GitLabが展開するAI戦略とDevSecOps強化の実態

GitLabは、クラウド環境におけるソフトウェア開発の全行程を統合的に支援するDevSecOpsプラットフォームを提供しており、AI領域における新たな取り組みとして「GitLab Duo」スイートを強化している。Duo Proではコード生成支援、Duo Enterpriseでは開発全体へのAI統合を進めており、既にBarclaysやCapgeminiなどの大手顧客による導入が始まっている。さらに自律的にバグ修正などを行うAIエージェント「Duo Workflow」のプライベートベータも開始されており、生成AIによるソフトウェア開発の効率化が現実のものとなりつつある。

こうした製品群は、顧客の年間定期収益(ARR)の構成比において「Ultimate」プランが50%を占めている事実からも、セキュリティやコンプライアンスを重視する企業から高く評価されていることが読み取れる。ドルベースのネットリテンション率も123%と高水準を維持し、そのうち75%がライセンス席数の拡張に起因している。

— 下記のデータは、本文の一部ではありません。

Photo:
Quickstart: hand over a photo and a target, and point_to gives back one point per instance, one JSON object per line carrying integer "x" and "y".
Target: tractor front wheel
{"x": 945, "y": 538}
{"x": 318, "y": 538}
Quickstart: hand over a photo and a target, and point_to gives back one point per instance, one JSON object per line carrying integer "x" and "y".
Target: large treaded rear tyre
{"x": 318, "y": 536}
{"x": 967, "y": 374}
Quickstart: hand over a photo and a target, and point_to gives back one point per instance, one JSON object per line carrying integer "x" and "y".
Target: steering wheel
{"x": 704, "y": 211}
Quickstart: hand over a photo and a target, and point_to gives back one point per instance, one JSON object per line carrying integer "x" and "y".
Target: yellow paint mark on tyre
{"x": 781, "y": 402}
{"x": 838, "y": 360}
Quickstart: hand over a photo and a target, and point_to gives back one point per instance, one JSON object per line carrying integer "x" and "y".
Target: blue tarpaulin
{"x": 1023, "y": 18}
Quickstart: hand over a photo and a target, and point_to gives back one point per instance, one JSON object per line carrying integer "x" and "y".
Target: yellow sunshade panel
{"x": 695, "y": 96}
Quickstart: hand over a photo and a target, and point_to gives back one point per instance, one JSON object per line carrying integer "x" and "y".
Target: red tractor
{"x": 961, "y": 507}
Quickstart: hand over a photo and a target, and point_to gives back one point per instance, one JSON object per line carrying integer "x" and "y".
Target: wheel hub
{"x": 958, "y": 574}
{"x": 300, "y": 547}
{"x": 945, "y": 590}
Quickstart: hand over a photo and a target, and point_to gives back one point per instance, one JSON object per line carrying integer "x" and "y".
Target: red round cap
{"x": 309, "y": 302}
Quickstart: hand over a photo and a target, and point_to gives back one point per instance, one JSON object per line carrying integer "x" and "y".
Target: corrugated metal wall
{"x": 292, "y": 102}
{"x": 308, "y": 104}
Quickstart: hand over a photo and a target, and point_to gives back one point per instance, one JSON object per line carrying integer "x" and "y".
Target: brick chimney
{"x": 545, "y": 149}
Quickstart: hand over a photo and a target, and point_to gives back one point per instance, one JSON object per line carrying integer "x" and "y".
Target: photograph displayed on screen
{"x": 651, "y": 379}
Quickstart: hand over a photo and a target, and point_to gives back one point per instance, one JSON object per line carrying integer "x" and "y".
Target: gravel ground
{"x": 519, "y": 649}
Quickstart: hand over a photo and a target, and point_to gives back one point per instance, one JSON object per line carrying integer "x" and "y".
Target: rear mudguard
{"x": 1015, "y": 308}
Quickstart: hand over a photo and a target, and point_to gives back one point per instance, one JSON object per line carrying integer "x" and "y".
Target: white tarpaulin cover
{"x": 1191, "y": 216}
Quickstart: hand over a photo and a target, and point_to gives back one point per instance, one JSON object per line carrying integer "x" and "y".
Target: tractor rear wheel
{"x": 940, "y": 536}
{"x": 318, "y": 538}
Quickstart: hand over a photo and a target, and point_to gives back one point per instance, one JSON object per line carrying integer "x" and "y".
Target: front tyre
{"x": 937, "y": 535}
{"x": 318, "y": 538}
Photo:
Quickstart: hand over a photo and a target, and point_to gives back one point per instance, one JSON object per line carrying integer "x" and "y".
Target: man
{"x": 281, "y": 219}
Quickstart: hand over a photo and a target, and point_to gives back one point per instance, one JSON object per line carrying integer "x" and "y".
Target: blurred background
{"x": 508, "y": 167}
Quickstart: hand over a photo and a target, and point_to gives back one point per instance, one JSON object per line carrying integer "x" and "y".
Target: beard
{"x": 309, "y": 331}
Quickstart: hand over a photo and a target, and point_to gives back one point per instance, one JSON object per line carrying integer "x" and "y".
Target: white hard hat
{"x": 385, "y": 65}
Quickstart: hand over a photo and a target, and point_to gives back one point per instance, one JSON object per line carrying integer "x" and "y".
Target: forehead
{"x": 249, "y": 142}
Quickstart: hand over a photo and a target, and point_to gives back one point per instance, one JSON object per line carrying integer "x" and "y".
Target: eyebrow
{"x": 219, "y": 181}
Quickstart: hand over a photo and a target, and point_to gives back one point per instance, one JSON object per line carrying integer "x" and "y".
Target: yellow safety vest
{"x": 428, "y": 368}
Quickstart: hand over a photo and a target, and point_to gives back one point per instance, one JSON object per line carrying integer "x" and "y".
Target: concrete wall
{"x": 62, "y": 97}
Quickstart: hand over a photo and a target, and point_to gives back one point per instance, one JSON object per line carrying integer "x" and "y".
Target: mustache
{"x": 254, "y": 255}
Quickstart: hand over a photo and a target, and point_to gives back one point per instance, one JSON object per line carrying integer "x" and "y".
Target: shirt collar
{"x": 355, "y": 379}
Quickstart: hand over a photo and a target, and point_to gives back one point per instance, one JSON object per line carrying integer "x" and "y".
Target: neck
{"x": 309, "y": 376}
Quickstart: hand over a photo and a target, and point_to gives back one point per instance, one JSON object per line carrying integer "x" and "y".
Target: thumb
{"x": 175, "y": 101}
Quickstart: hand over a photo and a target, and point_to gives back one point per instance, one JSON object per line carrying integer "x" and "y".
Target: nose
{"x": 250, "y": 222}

GitLabはAIの普及によって開発者需要が減退するとの懸念に対し、むしろコード生成量の増加によりプラットフォームの必要性が高まると説明しており、AI活用を“脅威”ではなく“推進力”と捉えている点が注目される。

株価下落と評価ギャップが示す投資妙味

GitLabは2021年後半に上場したものの、2025年5月時点では過去最高値から60%下落しており、株価の水準は依然として市場の慎重姿勢を反映している。ただし業績は堅調に推移しており、2025年度第4四半期の売上高は前年同期比29%増の2億1,140万ドル、通期では31%増の7億5,900万ドルを記録した。調整後営業利益率も18%まで改善し、前年から960ベーシスポイント上昇した点は、収益構造の質的転換を裏付けている。

2026年度の売上予測は9億3,600万〜9億4,200万ドル、非GAAPベースの営業利益は1億900万〜1億1,400万ドルを見込んでおり、責任ある成長とR&D強化の両立を明示している。アナリスト予測では2025年度のEPSが0.74ドル、2030年度には2.01ドルまで拡大するとされており、フリーキャッシュフローも5年間で5倍近い増加が期待されている。

フリーキャッシュフロー倍率を30倍と仮定すれば、今後4年間で株価が80%超上昇する余地があるとの見方もあるが、これは将来的な成長が現在の市場評価に織り込まれていないことを示唆している。中長期での再評価の可能性が意識される局面である。